When a new law is implemented, it is often not immediately clear what the new law means in practice. According to Van Roestel, Rechtswinkel Tilburg hasn’t been contacted by students who have had problems regarding the new law, but it was brought into force less than a year ago. “The first cases could be expected to emerge around this time, because rental agreements often have a one-year term.”

“You want your tenant to stay as long as possible, so that you have certainty”

As coincidence would have it, there was a discussion about it at Rechtswinkel Tilburg just this morning. Can you terminate a temporary housing contract early? That doesn’t seem instantaneously logical. Van Roestel: “The landlord invests in finding a tenant, in order to generate a certain profit.” If a tenant leaves early, it quickly becomes an unprofitable undertaking.”

Nevertheless, the website of the government is very clear about it: the landlord cannot terminate the agreement early. The tenant can, taking into account the notice period. The notice period generally equals the payment period, which is usually one month. There are other rules for homes specifically intended for a certain tenant group, such as students. But even then, the law says that terminating the contract early is possible within the notice period.

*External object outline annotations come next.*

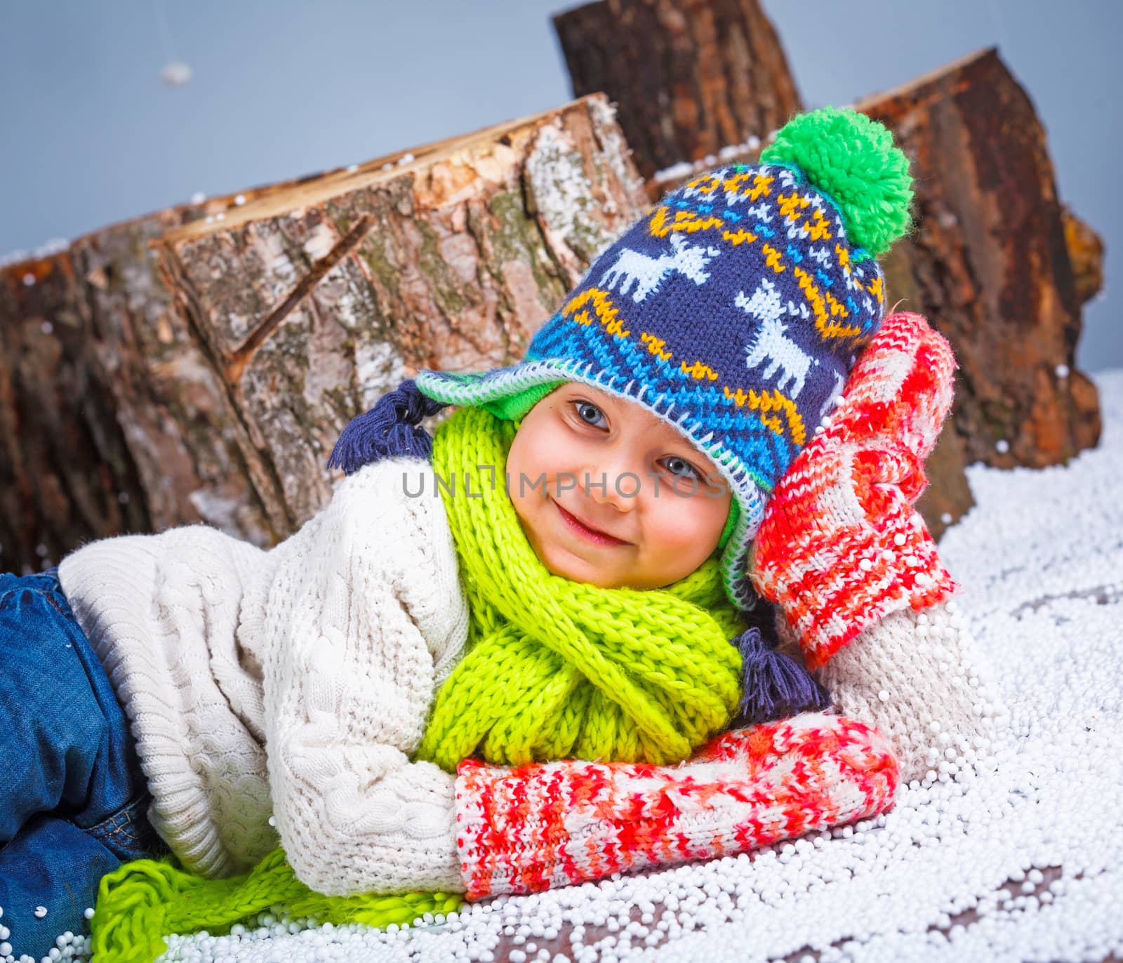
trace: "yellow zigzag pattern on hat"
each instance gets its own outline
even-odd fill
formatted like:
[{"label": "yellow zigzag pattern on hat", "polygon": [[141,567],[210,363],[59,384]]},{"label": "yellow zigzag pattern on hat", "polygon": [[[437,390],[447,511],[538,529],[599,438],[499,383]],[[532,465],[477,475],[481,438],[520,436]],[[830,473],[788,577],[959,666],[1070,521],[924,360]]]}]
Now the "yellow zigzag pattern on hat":
[{"label": "yellow zigzag pattern on hat", "polygon": [[[784,200],[784,195],[779,195]],[[792,195],[795,198],[795,195]],[[796,198],[795,200],[802,200]],[[803,204],[810,202],[803,201]],[[783,212],[783,210],[782,210]],[[655,237],[665,238],[673,231],[685,231],[687,233],[693,233],[701,230],[716,230],[722,228],[722,238],[730,244],[740,245],[746,242],[752,242],[758,240],[758,237],[751,231],[747,231],[742,228],[737,230],[725,229],[725,222],[721,218],[706,217],[702,218],[693,211],[676,211],[674,220],[668,223],[668,218],[670,217],[670,209],[666,205],[660,205],[656,209],[655,213],[651,214],[651,220],[648,222],[648,229]],[[794,205],[788,205],[788,213],[785,214],[788,220],[795,220],[797,214],[794,213]],[[822,212],[815,210],[813,212],[813,218],[816,220],[812,223],[810,220],[804,223],[804,227],[811,231],[813,240],[822,239],[823,237],[831,237],[827,232],[825,221],[822,220]],[[770,267],[776,274],[780,274],[787,270],[788,265],[784,263],[784,256],[774,248],[772,245],[765,244],[760,247],[761,253],[765,256],[765,263]],[[849,253],[841,245],[834,246],[836,254],[839,255],[839,264],[842,266],[847,276],[850,275],[850,258]],[[844,258],[843,258],[844,255]],[[812,281],[811,275],[807,274],[802,267],[795,268],[795,276],[800,282],[800,288],[803,291],[804,297],[807,299],[807,304],[811,305],[811,310],[815,315],[815,330],[824,338],[857,338],[862,331],[861,328],[855,324],[844,324],[841,321],[836,321],[838,317],[849,318],[850,312],[839,302],[833,294],[829,291],[823,294],[818,285]],[[874,278],[871,284],[859,285],[862,290],[873,294],[878,303],[880,303],[885,293],[882,287],[882,278]]]},{"label": "yellow zigzag pattern on hat", "polygon": [[[588,311],[590,305],[592,306],[592,313]],[[595,318],[608,333],[615,334],[618,338],[626,338],[631,333],[630,329],[624,330],[620,309],[612,303],[609,292],[602,291],[599,287],[586,288],[576,297],[570,299],[562,309],[562,317],[570,318],[570,315],[572,320],[578,324],[592,324]],[[664,361],[669,361],[674,357],[673,352],[666,349],[666,341],[663,338],[657,338],[648,331],[642,331],[640,333],[640,341],[647,345],[648,351],[652,355],[658,355]],[[701,359],[696,359],[690,366],[685,361],[679,361],[678,365],[684,374],[691,375],[695,379],[707,378],[713,382],[720,377],[718,372]],[[786,428],[791,431],[793,442],[795,444],[803,444],[806,440],[807,430],[803,424],[803,419],[800,416],[800,411],[795,402],[776,388],[767,392],[757,392],[749,388],[748,392],[745,392],[741,388],[733,388],[731,391],[728,385],[722,385],[722,391],[725,397],[734,402],[738,407],[747,405],[749,411],[759,412],[760,423],[770,428],[780,438],[785,434],[785,424],[779,418],[769,415],[768,412],[783,413],[787,421]]]}]

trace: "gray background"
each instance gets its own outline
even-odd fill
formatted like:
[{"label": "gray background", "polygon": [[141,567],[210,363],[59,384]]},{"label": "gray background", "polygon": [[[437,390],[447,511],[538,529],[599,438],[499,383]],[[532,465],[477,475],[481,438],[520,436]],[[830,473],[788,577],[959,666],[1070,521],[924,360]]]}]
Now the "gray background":
[{"label": "gray background", "polygon": [[[763,2],[809,108],[997,45],[1044,123],[1061,199],[1107,245],[1110,288],[1121,0]],[[549,17],[570,6],[0,0],[0,256],[564,103]],[[172,58],[194,77],[170,90]],[[1115,314],[1106,291],[1086,306],[1078,367],[1123,367]]]}]

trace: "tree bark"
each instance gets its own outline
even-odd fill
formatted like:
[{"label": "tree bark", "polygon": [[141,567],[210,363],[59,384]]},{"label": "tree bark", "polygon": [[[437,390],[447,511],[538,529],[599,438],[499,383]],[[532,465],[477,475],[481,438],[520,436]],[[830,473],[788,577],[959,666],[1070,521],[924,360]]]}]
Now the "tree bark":
[{"label": "tree bark", "polygon": [[[915,178],[913,237],[880,259],[886,303],[924,314],[960,365],[917,502],[939,538],[974,504],[967,465],[1041,468],[1096,444],[1098,398],[1075,352],[1080,305],[1103,283],[1103,245],[1059,204],[1044,131],[995,51],[855,109],[893,130]],[[756,164],[760,149],[723,160]],[[710,166],[656,175],[648,194]]]},{"label": "tree bark", "polygon": [[284,538],[350,418],[512,364],[647,203],[603,97],[240,200],[0,270],[0,570],[190,522]]},{"label": "tree bark", "polygon": [[1080,304],[1044,130],[993,48],[856,104],[912,159],[916,232],[883,262],[887,301],[951,341],[967,464],[1043,468],[1099,439],[1076,370]]},{"label": "tree bark", "polygon": [[646,178],[764,139],[802,110],[757,0],[599,0],[558,13],[554,27],[574,95],[604,91],[617,102]]}]

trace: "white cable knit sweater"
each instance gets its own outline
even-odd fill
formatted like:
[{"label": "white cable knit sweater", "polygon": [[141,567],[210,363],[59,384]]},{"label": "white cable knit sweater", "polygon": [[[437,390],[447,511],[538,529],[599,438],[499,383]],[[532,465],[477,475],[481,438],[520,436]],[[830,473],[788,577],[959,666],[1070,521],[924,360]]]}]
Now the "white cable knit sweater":
[{"label": "white cable knit sweater", "polygon": [[[431,466],[362,468],[268,551],[190,525],[61,562],[131,722],[149,818],[193,871],[247,870],[280,842],[328,895],[465,889],[456,780],[409,760],[468,631],[436,485],[404,493],[418,471]],[[843,714],[891,739],[906,780],[930,764],[933,721],[980,733],[966,630],[946,606],[929,612],[947,625],[940,643],[921,616],[893,613],[823,672]]]},{"label": "white cable knit sweater", "polygon": [[402,485],[420,470],[347,476],[268,551],[188,525],[60,563],[131,722],[149,818],[193,871],[244,871],[280,837],[320,892],[463,889],[454,777],[409,761],[468,630],[436,486]]}]

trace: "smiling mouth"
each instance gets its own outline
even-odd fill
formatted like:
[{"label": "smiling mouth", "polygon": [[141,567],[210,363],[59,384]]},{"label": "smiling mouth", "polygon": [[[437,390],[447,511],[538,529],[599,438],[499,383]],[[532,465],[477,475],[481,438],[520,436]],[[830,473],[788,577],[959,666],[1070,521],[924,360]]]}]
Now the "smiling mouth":
[{"label": "smiling mouth", "polygon": [[599,545],[630,544],[629,542],[626,542],[623,539],[618,539],[614,538],[613,535],[608,534],[606,532],[601,532],[596,529],[590,528],[584,522],[582,522],[576,515],[572,515],[569,512],[567,512],[565,508],[558,505],[557,502],[554,502],[554,504],[557,505],[558,512],[562,513],[562,517],[565,520],[565,523],[569,526],[570,531],[576,532],[578,535],[582,535],[588,541]]}]

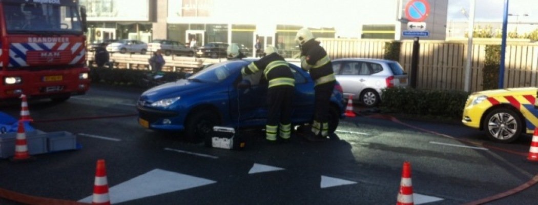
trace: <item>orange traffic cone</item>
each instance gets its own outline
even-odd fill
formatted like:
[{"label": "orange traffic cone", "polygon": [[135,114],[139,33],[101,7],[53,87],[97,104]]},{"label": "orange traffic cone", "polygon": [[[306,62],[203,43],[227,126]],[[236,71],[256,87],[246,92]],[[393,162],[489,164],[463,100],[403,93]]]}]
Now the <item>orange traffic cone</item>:
[{"label": "orange traffic cone", "polygon": [[530,142],[530,149],[527,159],[538,161],[538,128],[534,129],[534,135],[533,135],[533,141]]},{"label": "orange traffic cone", "polygon": [[108,195],[108,182],[107,180],[107,171],[105,169],[104,160],[97,160],[95,170],[95,181],[94,183],[94,195],[92,204],[110,204]]},{"label": "orange traffic cone", "polygon": [[408,161],[404,162],[402,170],[402,180],[400,183],[397,205],[413,205],[413,184],[411,183],[411,164]]},{"label": "orange traffic cone", "polygon": [[26,135],[24,131],[24,123],[19,121],[17,129],[17,138],[15,140],[15,154],[12,161],[22,161],[31,159],[28,153],[28,145],[26,144]]},{"label": "orange traffic cone", "polygon": [[30,111],[28,110],[28,102],[26,101],[26,95],[21,94],[19,98],[22,98],[20,103],[20,120],[31,121],[32,118],[30,117]]},{"label": "orange traffic cone", "polygon": [[345,116],[349,117],[355,117],[357,115],[353,111],[353,98],[352,96],[349,96],[348,100],[348,106],[345,107]]}]

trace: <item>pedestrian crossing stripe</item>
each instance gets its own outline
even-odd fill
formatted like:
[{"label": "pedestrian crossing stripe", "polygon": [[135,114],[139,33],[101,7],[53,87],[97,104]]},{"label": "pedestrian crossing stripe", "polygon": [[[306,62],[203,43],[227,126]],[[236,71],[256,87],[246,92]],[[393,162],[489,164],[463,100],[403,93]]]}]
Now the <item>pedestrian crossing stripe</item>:
[{"label": "pedestrian crossing stripe", "polygon": [[[136,199],[205,186],[216,181],[155,169],[109,189],[110,202],[118,203]],[[91,203],[93,195],[79,201]]]},{"label": "pedestrian crossing stripe", "polygon": [[249,174],[250,174],[257,173],[272,172],[275,171],[280,171],[280,170],[284,170],[284,168],[254,163],[254,165],[252,165],[252,168],[251,168],[250,169],[250,171],[249,171]]},{"label": "pedestrian crossing stripe", "polygon": [[320,186],[321,188],[324,188],[341,185],[352,185],[354,183],[357,183],[357,182],[322,175],[321,182],[320,183]]}]

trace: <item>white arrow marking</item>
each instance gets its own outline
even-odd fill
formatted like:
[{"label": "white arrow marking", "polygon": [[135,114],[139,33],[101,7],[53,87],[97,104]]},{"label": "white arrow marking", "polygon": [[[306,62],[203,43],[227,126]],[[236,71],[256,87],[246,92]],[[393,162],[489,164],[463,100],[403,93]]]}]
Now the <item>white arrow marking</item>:
[{"label": "white arrow marking", "polygon": [[413,194],[413,202],[415,204],[421,204],[444,200],[444,199],[437,198],[436,197],[430,196],[419,194]]},{"label": "white arrow marking", "polygon": [[[109,190],[110,202],[121,203],[215,183],[186,174],[155,169],[115,186]],[[91,203],[93,195],[79,202]]]},{"label": "white arrow marking", "polygon": [[320,183],[320,186],[321,188],[324,188],[341,185],[352,185],[354,183],[357,183],[357,182],[330,176],[321,176],[321,182]]},{"label": "white arrow marking", "polygon": [[280,167],[260,165],[259,164],[254,164],[254,165],[252,165],[252,168],[251,168],[250,171],[249,171],[249,174],[272,172],[274,171],[284,170],[284,168]]}]

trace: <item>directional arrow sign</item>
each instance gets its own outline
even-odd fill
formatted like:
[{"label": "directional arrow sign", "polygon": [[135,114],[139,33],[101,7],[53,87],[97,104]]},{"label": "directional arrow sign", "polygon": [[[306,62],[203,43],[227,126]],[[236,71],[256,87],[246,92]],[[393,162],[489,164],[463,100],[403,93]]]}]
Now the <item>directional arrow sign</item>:
[{"label": "directional arrow sign", "polygon": [[410,31],[426,31],[426,22],[412,22],[407,23],[407,30]]}]

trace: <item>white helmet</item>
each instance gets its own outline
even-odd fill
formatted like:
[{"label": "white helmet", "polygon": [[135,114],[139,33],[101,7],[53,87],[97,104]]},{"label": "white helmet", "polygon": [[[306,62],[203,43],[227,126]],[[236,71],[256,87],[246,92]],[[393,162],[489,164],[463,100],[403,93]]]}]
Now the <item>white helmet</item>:
[{"label": "white helmet", "polygon": [[229,58],[237,58],[239,56],[239,46],[237,44],[231,44],[226,50],[226,54]]},{"label": "white helmet", "polygon": [[307,28],[300,29],[297,32],[297,35],[295,36],[295,41],[301,46],[305,44],[306,41],[313,39],[314,35],[312,35],[312,32],[310,32],[310,30]]},{"label": "white helmet", "polygon": [[265,50],[264,50],[264,53],[265,54],[265,55],[269,55],[269,54],[273,53],[278,54],[278,50],[274,46],[271,45],[268,45],[267,47],[265,47]]}]

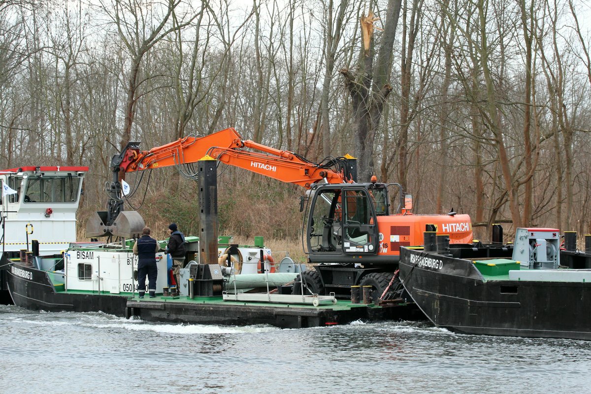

In addition, article 7:271 section 7 BW of the law states that you cannot forbid tenants to terminate the contract. If such an agreement is taken up in the contract, it is simply not valid.

Conflict

A judge is still to rule on the conflict between the tenant association and the landlords, but it seems safe to conclude that the ruling may be unfavorable for the landlords. Unless the court’s decision strongly deviates from the law, which is highly unlikely, students are allowed to terminate their housing contract early – even if they have a temporary agreement. Although the new housing law seemed to benefit landlords, their advantage doesn’t seem to hold up after all. Ardin Mourik, the director of the organization for student housing providers, is preparing for the worst, Trouw reports: “Housing corporations won’t be able to guarantee rooms, and it will be uncertain where foreign students will be able to live.”

Why the landlords don’t just admit their wrong? Rechtswinkel team leader Jeroen Jaspers of the department Consumer and Housing smiles: “I wouldn’t either, if I were them. You want your tenant to stay as long as possible, so that you have certainty. And I can imagine that there is some unclarity. I have read the explanatory memorandum to this law, and, at the time, you weren’t supposed to terminate a temporary housing contract. But when I read the law now, that does seem to be possible.”